Dava-se a impressão de que Arthur Saint-Clair estivesse encantado pela Colina dos Ventos Verdes, e que também, estivesse preocupado com a condução de sua estimada peça de teatro, no entanto, olhares mais perspicazes desvendariam que o rapaz queria ficar mais perto de Nicholas Whitehouse, vigiando-o, pois apesar de Edgar Young, seu amigo de mais alta confiança ter lhe prometido que investigaria a vida pregressa de seu rival, Arthur achara melhor observá-lo, obviamente, sem levantar devidas suspeitas, afinal a própria Charlotte Saint-Clair desmotivara seu filho a cometer qualquer ato mínimo que o fizesse se arrepender amargamente na vida, e considerava toda aquela rivalidade uma grandessíssima tolice. 
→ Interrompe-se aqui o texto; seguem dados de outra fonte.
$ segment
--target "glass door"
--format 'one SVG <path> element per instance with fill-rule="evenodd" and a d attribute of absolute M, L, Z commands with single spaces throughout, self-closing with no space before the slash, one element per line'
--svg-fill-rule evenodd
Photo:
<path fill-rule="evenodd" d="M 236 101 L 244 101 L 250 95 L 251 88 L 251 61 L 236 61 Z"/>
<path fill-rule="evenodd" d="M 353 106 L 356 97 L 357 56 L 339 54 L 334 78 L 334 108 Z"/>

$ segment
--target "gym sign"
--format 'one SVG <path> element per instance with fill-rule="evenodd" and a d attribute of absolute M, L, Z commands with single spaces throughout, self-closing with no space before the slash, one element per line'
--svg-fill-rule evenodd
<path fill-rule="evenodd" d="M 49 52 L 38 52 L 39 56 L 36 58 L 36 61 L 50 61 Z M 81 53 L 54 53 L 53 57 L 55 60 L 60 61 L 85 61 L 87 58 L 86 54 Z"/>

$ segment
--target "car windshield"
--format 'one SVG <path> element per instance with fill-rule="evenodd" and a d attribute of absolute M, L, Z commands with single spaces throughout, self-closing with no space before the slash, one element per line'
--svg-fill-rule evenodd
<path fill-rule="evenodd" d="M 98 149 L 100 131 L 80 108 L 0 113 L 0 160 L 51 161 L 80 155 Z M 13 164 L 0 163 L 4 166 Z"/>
Nesse ínterim, Arthur estudava silenciosamente os trejeitos de Nicholas de mesmo modo que tentava desvelar Alessia, pois o rapaz queria agir como uma espécie de "herói", salvando-a das garras de um tenebroso vilão que apenas almejava roubar seu precioso dote. Assim ele pensava. Agiria de forma sutil, ele planejara consigo mesmo, que colocaria dúvidas na cabeça da Srta. Kingstone, e para isso, para sua grande tristeza, usaria Alden. Ele estava a par dos sentimentos de Nicholas por Alden, mas duvidava se Alessia sabia dos mesmos, e era aquilo que ele queria provocar. Desconfianças, relutâncias, um coração partido. 

Na sala de estar da Colina dos Ventos Verdes, as damas e os cavalheiros haviam se reunido para ensaiarem seus papéis. Felicia compareceu para representar seu papel, mas não permitia que os outros ensaiassem com devida concentração, pelo simples fato de que atrapalhava a todos com cada mínima e insuportável reclamação. Ficou demasiada ofendida com a escalação de seu papel, pois almejava ser a estrela da peça, a protagonista que dividiria o palco com seu almejado Nicholas. 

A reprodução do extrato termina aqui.